San Diego Housing Market News and Analysis
February 2022 housing data - prices moving again
Submitted by Rich Toscano on March 14, 2022 - 9:23pm
Last month saw a big jump the single family median price per square foot:
Here's how it looks on the graphs -- a monthly move comparable to the height of last year's frenzy.
However, now check out the Case-Shiller index (smoothed over 3 months, and much more accurate because it measures repeat same-home sales). The frenzy early last year looked a lot steadier than the charts above. It just shows that there can be a lot of noise in the monthly price-per-square-foot data.
Anyway. The pieces were in place for a price jump. The rise in mortgage rates might have scared people into buying (I've heard it suggested by people smarter than me that this is a typical reaction when rates start to rise, but I have not verified this). But the main thing is that there is just no inventory. Last month hit an all time low:
...as well as an all-time low in months of inventory:
Per my favorite graph, months of inventory is a good predictor of price changes in the short term. (I like to occasionally point out that this graph is inspired by Bill McBride aka Calculated Risk. On that note, Bill has recently started writing a Substack on housing, and it's as good as you'd expect). Back to the graph: I had theorized last year that the market was "digesting" the spring overshoot, hence flat-ish prices despite very low inventory. I guess it's done digesting!

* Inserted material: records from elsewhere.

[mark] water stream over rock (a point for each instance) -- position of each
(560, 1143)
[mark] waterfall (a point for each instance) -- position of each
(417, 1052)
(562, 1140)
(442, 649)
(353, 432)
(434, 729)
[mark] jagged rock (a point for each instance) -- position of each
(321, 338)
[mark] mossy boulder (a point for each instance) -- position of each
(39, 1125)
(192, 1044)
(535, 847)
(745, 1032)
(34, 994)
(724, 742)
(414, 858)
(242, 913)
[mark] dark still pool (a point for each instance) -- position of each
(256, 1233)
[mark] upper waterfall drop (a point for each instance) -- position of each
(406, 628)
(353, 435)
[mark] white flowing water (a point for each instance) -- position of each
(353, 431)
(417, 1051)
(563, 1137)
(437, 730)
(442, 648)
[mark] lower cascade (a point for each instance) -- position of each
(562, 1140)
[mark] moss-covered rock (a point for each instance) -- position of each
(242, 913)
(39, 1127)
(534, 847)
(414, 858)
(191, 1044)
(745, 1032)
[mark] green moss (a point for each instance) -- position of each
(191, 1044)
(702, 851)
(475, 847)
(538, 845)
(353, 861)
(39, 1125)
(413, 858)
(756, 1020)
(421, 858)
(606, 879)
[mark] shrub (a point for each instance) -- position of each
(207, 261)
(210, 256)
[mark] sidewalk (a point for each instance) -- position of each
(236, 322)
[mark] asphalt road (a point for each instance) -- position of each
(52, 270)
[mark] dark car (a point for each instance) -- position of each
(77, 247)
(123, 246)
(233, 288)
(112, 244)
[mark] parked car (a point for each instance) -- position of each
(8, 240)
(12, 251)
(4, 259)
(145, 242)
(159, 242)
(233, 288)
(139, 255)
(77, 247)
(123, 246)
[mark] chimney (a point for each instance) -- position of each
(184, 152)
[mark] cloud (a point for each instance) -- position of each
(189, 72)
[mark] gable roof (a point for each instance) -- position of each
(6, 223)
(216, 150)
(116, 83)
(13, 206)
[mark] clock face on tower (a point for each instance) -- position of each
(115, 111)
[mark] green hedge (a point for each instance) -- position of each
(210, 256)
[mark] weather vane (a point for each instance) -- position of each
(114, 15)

Side note: the gap between nominal and real price changes is... well, it's what we'd expect (there is an ~8% difference) but it's quite striking visually:
So: inventory super low and prices just jumped after a period of relative (to last spring) quiescence. There are actually some real risks to housing. The main one can be seen above -- headline inflation is at 7.9%, core is at 6.4%, and geopolitial events just threw another log on that inflationary fire. Can mortgage rates stay this low, and -- given the very high prices -- how much of a rate rise could housing withstand before prices turned down? A second, probably less serious risk comes from other markets. I am of the view that there is an outright bubble in US growth stocks, and that bubble money (from this crypto, and generally spendy markets even outside the bubble stuff) has been a boost to housing. I'm also of the view that the bubble may be starting to burst. Which would reverse the positive wealth effect that everyone's enjoyed for years here. It's hard to quantify how much of a risk that is, but I think it's, like, higher than zero.
But these are longer-term concerns. As of now, there is nothing for sale, and still plenty of people who want to buy, so prices are on the rise again.